Neural networks were constructed using tensorflow in the experiments, trained using the GoPro public dataset. Three sheets (B) are used during training_n-1，B_n，B_n+1) Successive images as input to a neural network, B_nCorresponding sharp image S_nAs the target image, the Adam optimization method is used to reduce the perceptual loss.

Testing neural networks

During testing, three continuous blurred images are input each time, and a clear image corresponding to the intermediate frame is output. Through testing, the method in the example takes about 88 milliseconds per frame to process 1280 × 720 images, and about 25 milliseconds per frame to process 640 × 480 images, and can meet the requirement of real-time performance when processing 640 × 480 images.

And fourthly, deblurring the video image by using the trained neural network.

Thus, a real-time deblurring algorithm based on the video image sequence is realized.

In summary, the above description is only a preferred embodiment of the present invention, and is not intended to limit the scope of the present invention. Any modification, equivalent replacement, or improvement made within the spirit and principle of the present invention should be included in the protection scope of the present invention.

Claims

1. A video image deblurring method based on a neural network is characterized by comprising the following specific processes:

firstly, constructing a neural network

Constructing a neural network consisting of an encoder, a dynamic fusion network and a decoder;

(1) an encoder: the encoder is formed by sequentially stacking two layers of convolution, a cascade layer and four single-layer residual error structures, wherein the first convolution layer maps an input image to a plurality of channels, the second convolution layer is used for down-sampling the input image, and the cascade image in the cascade layer is a feature map obtained by down-sampling and a feature map F stored in a decoder at the last deblurring stage_n-1；

(2) Dynamic convergence of the network: the dynamic fusion network is used for performing weighted fusion on the feature map stored in the last deblurring stage and the feature map obtained by the encoder in the current stage, storing and outputting the feature map to the decoder;

(3) a decoder: the decoder comprises four single-layer residual error structures, two branches are connected to the four single-layer residual error structures, a first branch is provided with a deconvolution layer and a convolution layer, and the output of the deconvolution layer and the convolution layer is a clear image; the second branch is provided with a convolution layer for outputting a set of characteristic diagram F_n；

constructing a loss function, and training a neural network;

and thirdly, deblurring the video image by using the trained neural network.

2. The neural network-based video image deblurring method of claim 1, wherein the single-layer residual structure is composed of a convolutional layer, a batch normalization layer, and a linear rectification function.

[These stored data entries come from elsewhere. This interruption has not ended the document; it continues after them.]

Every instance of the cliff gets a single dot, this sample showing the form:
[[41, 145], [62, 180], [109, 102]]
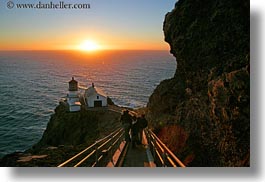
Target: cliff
[[203, 112]]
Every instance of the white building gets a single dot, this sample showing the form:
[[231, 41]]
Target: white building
[[95, 97], [73, 96]]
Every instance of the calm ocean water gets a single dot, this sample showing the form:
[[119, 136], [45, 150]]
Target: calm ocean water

3. The neural network-based video image deblurring method of claim 1, wherein perceptual loss is utilized as a loss function.

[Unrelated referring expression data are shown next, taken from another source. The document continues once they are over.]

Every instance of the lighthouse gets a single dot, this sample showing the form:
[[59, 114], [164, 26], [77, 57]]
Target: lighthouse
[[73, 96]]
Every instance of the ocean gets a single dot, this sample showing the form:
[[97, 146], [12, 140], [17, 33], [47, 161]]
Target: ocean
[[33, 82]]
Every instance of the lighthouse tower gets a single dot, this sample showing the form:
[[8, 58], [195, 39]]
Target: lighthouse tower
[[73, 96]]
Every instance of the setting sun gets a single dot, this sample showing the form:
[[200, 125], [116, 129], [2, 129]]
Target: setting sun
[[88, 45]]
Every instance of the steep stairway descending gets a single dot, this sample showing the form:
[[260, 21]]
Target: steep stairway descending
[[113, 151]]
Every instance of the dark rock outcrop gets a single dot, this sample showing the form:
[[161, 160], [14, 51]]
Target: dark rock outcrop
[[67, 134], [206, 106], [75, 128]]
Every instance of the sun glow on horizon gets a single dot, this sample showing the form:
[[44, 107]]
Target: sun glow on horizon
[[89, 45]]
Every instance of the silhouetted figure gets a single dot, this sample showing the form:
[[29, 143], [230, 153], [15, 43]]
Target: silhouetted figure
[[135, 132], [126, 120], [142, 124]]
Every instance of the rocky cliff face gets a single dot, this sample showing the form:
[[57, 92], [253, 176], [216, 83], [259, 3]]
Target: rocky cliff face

4. The method according to claim 1, wherein the dynamic fusion network deblurs the feature map h outputted from the encoder_nFeature map saved from previous deblurring stage

Cascading is carried out, the cascaded images are convolved to obtain a feature map d, and the weight w is calculated according to a formula (2)_nThen using formula (3) to map the feature of the previous stage

Characteristic diagram h of current stage_nPerforming weighted fusion to obtain

Preservation of

For the next stage;

w_n＝min(1,|tanh(d)|+β) (2)

wherein, beta represents bias, the value is between 0 and 1, the bias is obtained by neural network learning, and tanh () represents an activation function and a symbol

Representing a matrix element-by-element multiplication operation.